Prof. Dr. Mustafa Sarı, şu an ilkbahar mevsiminde olduğumuzu söyleyerek, “Denize rüzgarla ve akarsularla taşınmış olan polenler söz konusu. Bu polenler alg çoğalmasıyla birleşti ve şu an kıyılarda gördüğümüz turuncu rengin ortaya çıkmasının ikinci nedenlerinden birini oluşturmuş oldu,” diye konuştu.
Denizin renklenmiş olan kısımlarından örnekler aldığını ve laboratuvarda incelediklerini kaydeden Prof. Dr. Mustafa Sarı, “Ben renklenmiş olan bu kısımlardan örnek aldım. Laboratuvarda inceledik. Yoğun bir şekilde hem polen parçalarını hem de alg çoğalmasını görmüş olduk. Şu an gördüğümüz olay bir müsilaj değil ama aşırı alg çoğalması ve polen birikmesi var,” ifadesinde bulundu.
Çanakkale ve İstanbul Boğazı’nda deniz anası popülasyonu neden arttı?

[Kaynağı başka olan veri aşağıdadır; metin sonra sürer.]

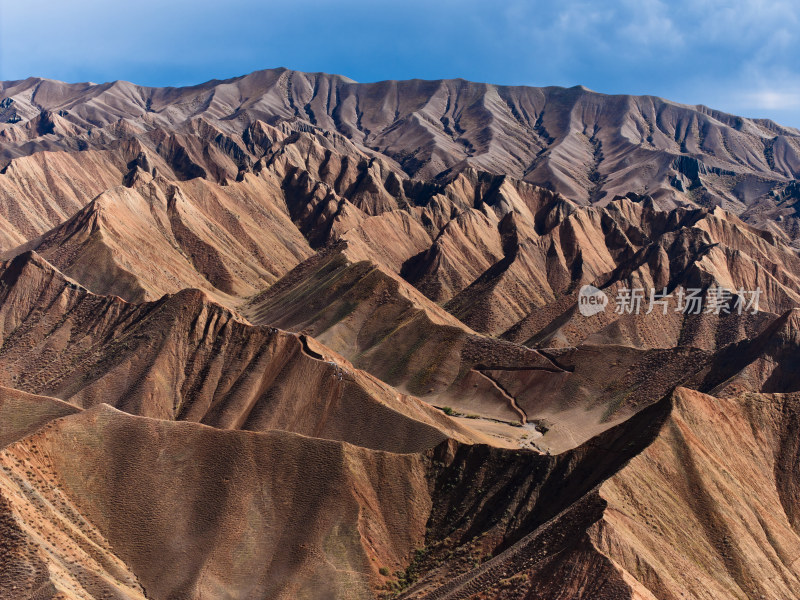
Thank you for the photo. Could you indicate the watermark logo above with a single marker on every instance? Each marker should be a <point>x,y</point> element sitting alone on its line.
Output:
<point>692,301</point>
<point>591,301</point>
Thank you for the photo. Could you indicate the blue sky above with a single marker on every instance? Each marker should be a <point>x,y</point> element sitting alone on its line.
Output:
<point>739,56</point>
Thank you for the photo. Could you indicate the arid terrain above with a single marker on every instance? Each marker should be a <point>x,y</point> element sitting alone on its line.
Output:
<point>288,336</point>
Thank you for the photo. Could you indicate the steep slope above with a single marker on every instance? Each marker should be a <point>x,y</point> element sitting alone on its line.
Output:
<point>586,145</point>
<point>680,512</point>
<point>184,357</point>
<point>199,512</point>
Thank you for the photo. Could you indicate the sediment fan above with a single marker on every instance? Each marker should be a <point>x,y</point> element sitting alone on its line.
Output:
<point>290,336</point>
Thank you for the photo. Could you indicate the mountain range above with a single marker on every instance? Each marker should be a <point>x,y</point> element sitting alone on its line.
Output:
<point>292,336</point>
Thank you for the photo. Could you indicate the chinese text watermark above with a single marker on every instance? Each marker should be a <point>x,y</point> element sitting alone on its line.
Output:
<point>690,301</point>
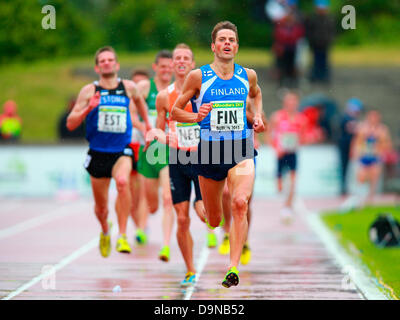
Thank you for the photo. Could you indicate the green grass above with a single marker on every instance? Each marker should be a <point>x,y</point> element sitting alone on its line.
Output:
<point>42,89</point>
<point>351,229</point>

Çanakkale ve İstanbul Boğazı’ndaki artan deniz anası popülasyonu ile ilgili soruları da cevaplayan Prof. Dr. Mustafa Sarı, “Alglerin çoğalması sonucu doğal olarak bunların üzerinden beslenen organizmaların da çoğalmasını bekleriz. Denizi kirletiyoruz, kirlenme aşırı besin birikmesine neden oluyor. Besin tuzları alglerin birikmesine neden oluyor. Alglerin çoğalması da onların üzerinden beslenen deniz anası gibi organizmaların çoğalmasına neden oluyor. Bir taraftan da deniz anası gibi türleri yiyecek olan büyük balıkları, yanlış avcılık tekniğiyle ortamdan uzaklaştırdığımız için ortamda bunları tüketen balıklar da yok. Böyle olunca biz her yerde deniz anası görmeye başladık. Bu da bizim denizle kurduğumuz yanlış ilişkinin sonucu. Böyle renklenmeler ve deniz analarının çoğalmasını görmek istemiyorsak denizle kurduğumuz yanlış ilişkiyi değiştirmemiz lazım. 22 maddeden oluşan Marmara Denizi Eylem Planı’nı amasız, fakatsız, lakinsiz acilen uygulamaya geçirmemiz gerekiyor. Denizi kirletmemeliyiz. Marmara Denizi özel bir deniz. 1 litre dahi atığı arıtmadan denize vermemeliyiz. Yeni seçilen belediye başkanlarımıza da seslenmek isterim. Bugünden tezi yok göreve başlayan her başkanımızın birinci önceliğinin Marmara Denizi ile kurmuş olduğumuz yanlış ilişkiyi düzeltmek olması gerektiğinin altını çiziyorum,” şeklinde konuştu.
Prof. Dr. Mustafa Sarı, “Müsilaj bizim deniz ile kurmuş olduğumuz yanlış ilişkinin bir sonucuydu. Şu an da gördüklerimiz müsilaj değil ama müsilaj tekrar geri dönecek. Denizi kirletmeye devam ettiğimiz ve deniz ısınmaya devam ettiği sürece müsilaj geri gelecek. Sadece zamanı meçhul. Ortaya çıkması kesin bir ekolojik olay olarak önümüzdeki yıllarda yeniden müsilaj ile karşılaşacağımızın altını çizmek isterim,” sözleriyle konuşmasını noktaladı.